Covers OpenStack Heat orchestration service: HOT template format, template versioning, nested stacks, autoscaling with Aodh alarms, SoftwareConfig/SoftwareDeployment, environment files, resource registry, and comparison with Terraform and Ansible for OpenStack IaC.

Version Notes

Release Date Key Heat Changes
2024.1 Caracal (29) Apr 2024 Continued convergence engine improvements
2024.2 Dalmatian (30) Oct 2024 Template validation improvements
2025.1 Epoxy (31) Apr 2025 Template engine stability improvements, improved error messages for stack update failures
2025.2 Flamingo (32) Oct 2025 Continued stability improvements, no major new template features

Checklist

  • [Critical] Pin heat_template_version to a specific date (e.g., 2021-04-16) — using latest or omitting causes unpredictable behavior across OpenStack releases
  • [Critical] Use hidden: true for all password, secret, and API key parameters — prevents them from appearing in stack details, API responses, and logs
  • [Critical] Define security groups explicitly with least-privilege rules — never rely on the default security group which may allow all egress or even all traffic
  • [Critical] Configure stack rollback behavior (--rollback-on-failure) for production deployments to avoid half-provisioned stacks that are difficult to clean up
  • [Critical] Use wait conditions (OS::Heat::WaitCondition) when instances must complete cloud-init before dependent resources are created — without this, Heat marks the stack as CREATE_COMPLETE before the instance is actually ready
  • [Recommended] Parameterize all environment-specific values (image IDs, flavor names, network IDs, key pair names) — hardcoded values break portability between OpenStack clouds
  • [Recommended] Use nested stacks and OS::Heat::ResourceGroup for repeated patterns (e.g., N identical web servers) instead of duplicating resource blocks
  • [Recommended] Define meaningful outputs (floating IPs, URLs, generated passwords) so consumers can discover stack endpoints without searching through resources
  • [Recommended] Use environment files to separate parameters from templates — allows the same template to deploy to dev, staging, and production with different environment files
  • [Recommended] Test templates with openstack stack create --dry-run (preview) before applying to catch reference errors and constraint violations
  • [Optional] Use OS::Heat::SoftwareConfig and OS::Heat::SoftwareDeployment for multi-step provisioning instead of monolithic user-data scripts — enables structured deployments with individual success/failure tracking
  • [Optional] Implement auto-scaling with OS::Heat::AutoScalingGroup + Aodh alarms for web tiers that need elastic capacity
  • [Optional] Set up resource registry in environment files to create custom resource types that encapsulate complex patterns (e.g., My::WebServer maps to a nested template)
  • [Optional] Use depends_on explicitly when Heat cannot infer the dependency order from get_resource / get_attr references
  • [Optional] Tag all resources with stack name, environment, and owner using resource metadata or properties for cost tracking and operational visibility

Why This Matters

Heat is OpenStack's native orchestration service. It reads declarative templates (HOT — Heat Orchestration Templates) and provisions compute, networking, storage, and application resources as a single unit called a stack. Without Heat, deploying a multi-tier application on OpenStack means running dozens of CLI commands or API calls in the correct order, tracking dependencies manually, and having no automated rollback or cleanup.

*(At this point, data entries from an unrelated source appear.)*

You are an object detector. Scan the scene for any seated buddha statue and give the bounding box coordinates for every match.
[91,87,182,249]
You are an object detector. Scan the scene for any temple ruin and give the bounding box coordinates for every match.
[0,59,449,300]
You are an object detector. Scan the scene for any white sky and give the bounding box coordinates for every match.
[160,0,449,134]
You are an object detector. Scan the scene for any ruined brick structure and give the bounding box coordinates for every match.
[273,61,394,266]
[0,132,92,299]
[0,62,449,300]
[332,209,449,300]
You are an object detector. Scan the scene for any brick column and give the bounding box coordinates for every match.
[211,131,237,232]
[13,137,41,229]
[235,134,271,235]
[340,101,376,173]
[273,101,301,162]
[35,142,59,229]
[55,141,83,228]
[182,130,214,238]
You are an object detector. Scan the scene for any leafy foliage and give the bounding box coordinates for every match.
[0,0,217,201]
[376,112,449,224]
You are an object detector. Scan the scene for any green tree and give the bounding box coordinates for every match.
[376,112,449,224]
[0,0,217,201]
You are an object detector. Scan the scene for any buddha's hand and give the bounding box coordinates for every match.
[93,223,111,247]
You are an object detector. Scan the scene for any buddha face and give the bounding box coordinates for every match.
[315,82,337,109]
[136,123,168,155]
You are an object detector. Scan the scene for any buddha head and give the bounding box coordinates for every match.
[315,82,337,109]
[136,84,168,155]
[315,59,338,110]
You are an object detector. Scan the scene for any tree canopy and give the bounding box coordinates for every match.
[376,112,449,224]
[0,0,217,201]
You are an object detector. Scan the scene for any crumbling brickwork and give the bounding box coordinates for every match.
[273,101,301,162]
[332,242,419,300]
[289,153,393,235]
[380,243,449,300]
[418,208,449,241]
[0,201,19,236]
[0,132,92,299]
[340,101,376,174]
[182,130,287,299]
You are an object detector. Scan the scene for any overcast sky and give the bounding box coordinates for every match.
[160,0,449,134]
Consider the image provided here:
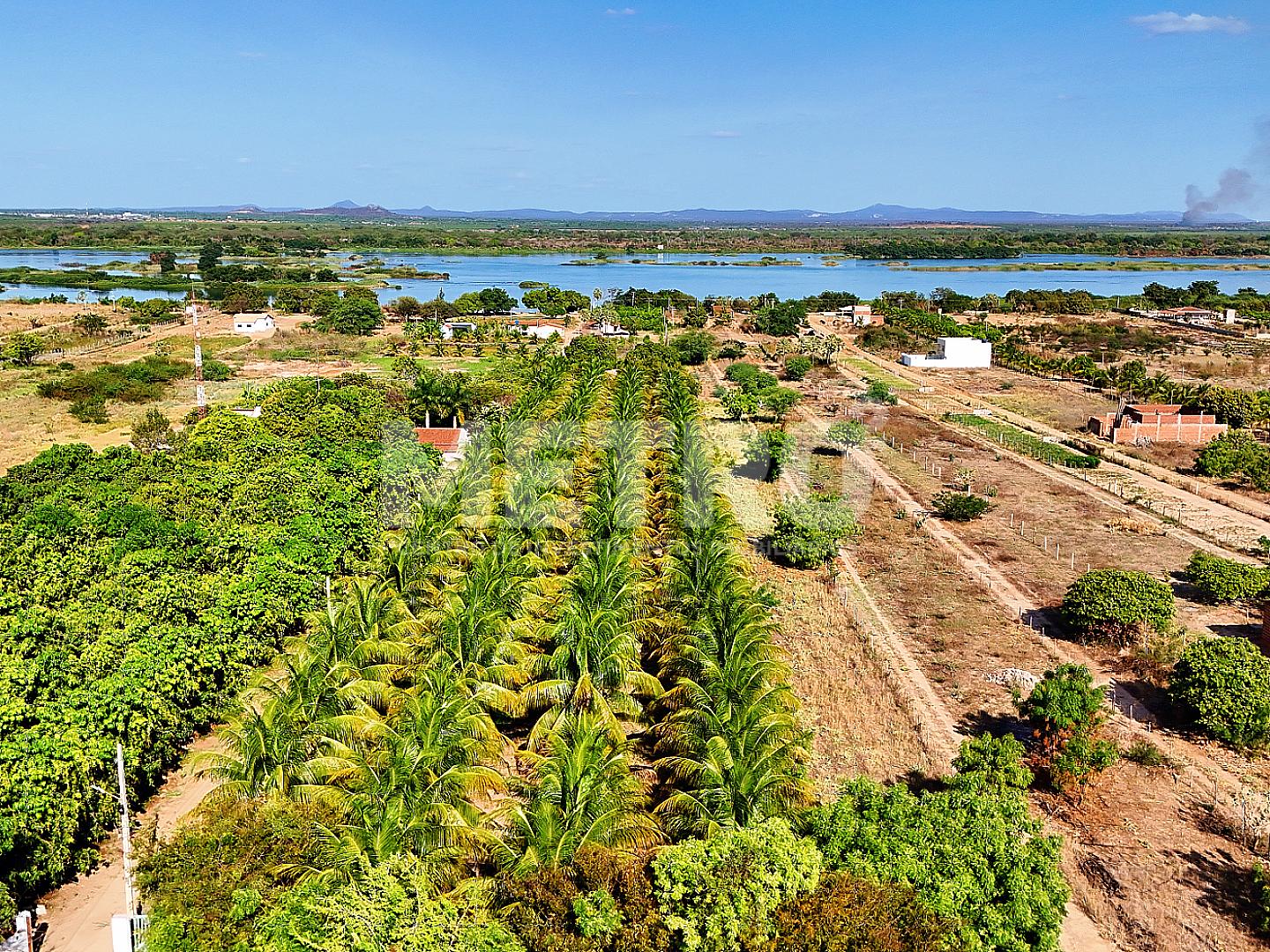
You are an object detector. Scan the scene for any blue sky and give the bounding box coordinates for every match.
[0,0,1270,213]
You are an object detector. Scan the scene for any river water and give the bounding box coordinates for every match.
[0,249,1270,301]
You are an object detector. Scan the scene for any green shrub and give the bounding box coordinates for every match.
[494,846,670,952]
[653,820,820,952]
[773,494,860,569]
[1063,569,1176,645]
[949,733,1033,793]
[1019,664,1119,790]
[35,357,193,404]
[69,398,110,423]
[138,801,330,952]
[745,429,797,482]
[1120,738,1169,767]
[670,330,719,367]
[203,358,234,383]
[1252,863,1270,937]
[251,853,525,952]
[758,387,803,420]
[0,882,18,940]
[1186,548,1270,602]
[756,872,952,952]
[809,779,1068,952]
[1195,430,1270,490]
[785,354,811,381]
[1169,637,1270,747]
[825,420,869,450]
[931,491,992,522]
[857,380,900,406]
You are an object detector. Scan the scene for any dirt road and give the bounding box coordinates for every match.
[41,738,214,952]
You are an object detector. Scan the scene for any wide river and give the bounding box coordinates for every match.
[0,249,1270,301]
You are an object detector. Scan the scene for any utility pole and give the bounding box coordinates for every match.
[185,291,207,420]
[115,741,138,917]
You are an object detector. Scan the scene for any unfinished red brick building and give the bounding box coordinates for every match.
[1090,404,1228,444]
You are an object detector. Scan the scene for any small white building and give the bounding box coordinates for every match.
[508,317,564,340]
[441,321,476,340]
[900,338,992,369]
[234,314,273,334]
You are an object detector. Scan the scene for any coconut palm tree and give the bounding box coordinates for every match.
[296,666,503,878]
[497,712,661,874]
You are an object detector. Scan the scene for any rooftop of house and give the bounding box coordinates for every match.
[1124,404,1183,416]
[414,427,464,453]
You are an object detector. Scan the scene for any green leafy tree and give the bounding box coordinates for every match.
[773,494,860,569]
[825,420,869,450]
[758,387,803,423]
[949,733,1033,794]
[858,380,900,406]
[1186,548,1270,603]
[150,251,176,274]
[931,490,992,522]
[132,407,176,453]
[670,330,719,367]
[745,429,797,482]
[1063,569,1176,645]
[1019,664,1117,790]
[653,819,820,952]
[0,334,49,367]
[1169,637,1270,747]
[785,354,811,381]
[754,872,953,952]
[811,779,1068,952]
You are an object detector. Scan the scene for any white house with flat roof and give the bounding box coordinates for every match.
[234,314,273,334]
[900,338,992,369]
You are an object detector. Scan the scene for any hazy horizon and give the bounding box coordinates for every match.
[0,0,1270,217]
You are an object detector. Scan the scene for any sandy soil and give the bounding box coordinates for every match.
[41,738,214,952]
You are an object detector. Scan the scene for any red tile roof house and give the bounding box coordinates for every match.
[414,427,467,464]
[1090,404,1229,444]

Heat's key advantage over external IaC tools is deep OpenStack integration: it uses the same API authentication (Keystone tokens), understands OpenStack resource lifecycles natively (no provider plugin needed), supports stack-update with in-place or replacement semantics, and can trigger auto-scaling based on Ceilometer/Aodh telemetry. It also supports stack adopt — importing existing resources into Heat management without recreation.

The primary limitation is that Heat is OpenStack-only. If your infrastructure spans multiple clouds or includes non-OpenStack resources, Terraform or Pulumi provides a single tool for everything. Heat is the right choice for OpenStack-only environments where simplicity and native integration matter more than multi-cloud portability.

Common Decisions (ADR Triggers)

ADR: Heat vs Terraform for OpenStack

Heat (native orchestration) - No external state file — state is stored in the Heat API/database, accessible via openstack stack show - No provider version compatibility issues — Heat's resource types are part of the OpenStack release - Stack-update with rollback is built-in — failed updates revert automatically - stack adopt lets you import existing resources without recreating them - Auto-scaling is integrated via OS::Heat::AutoScalingGroup + Aodh alarms - Limitation: OpenStack-only, smaller community, fewer learning resources, no module registry

Terraform (multi-cloud IaC) - Single tool for OpenStack + AWS + GCP + Azure + DNS + monitoring + everything else - State management requires backend configuration (S3, Swift, Consul, Terraform Cloud) - OpenStack provider requires version pinning and may lag behind OpenStack releases - terraform plan gives a detailed preview (Heat's --dry-run is less comprehensive) - Rich module ecosystem, large community, extensive documentation - Limitation: external state file is a single point of failure if not properly managed

Decision trigger: Use Heat when the environment is purely OpenStack and the team prefers native tooling. Use Terraform when managing resources across multiple clouds or when the team already uses Terraform elsewhere. They can coexist — Heat for OpenStack-specific patterns (auto-scaling, software deployments) and Terraform for cross-cloud orchestration.

ADR: Monolithic vs Nested Stack Architecture

Monolithic template: All resources in a single HOT file. Simple for small deployments (< 20 resources). Easy to read and debug. Becomes unwieldy as complexity grows — long files, parameter explosion, hard to reuse components.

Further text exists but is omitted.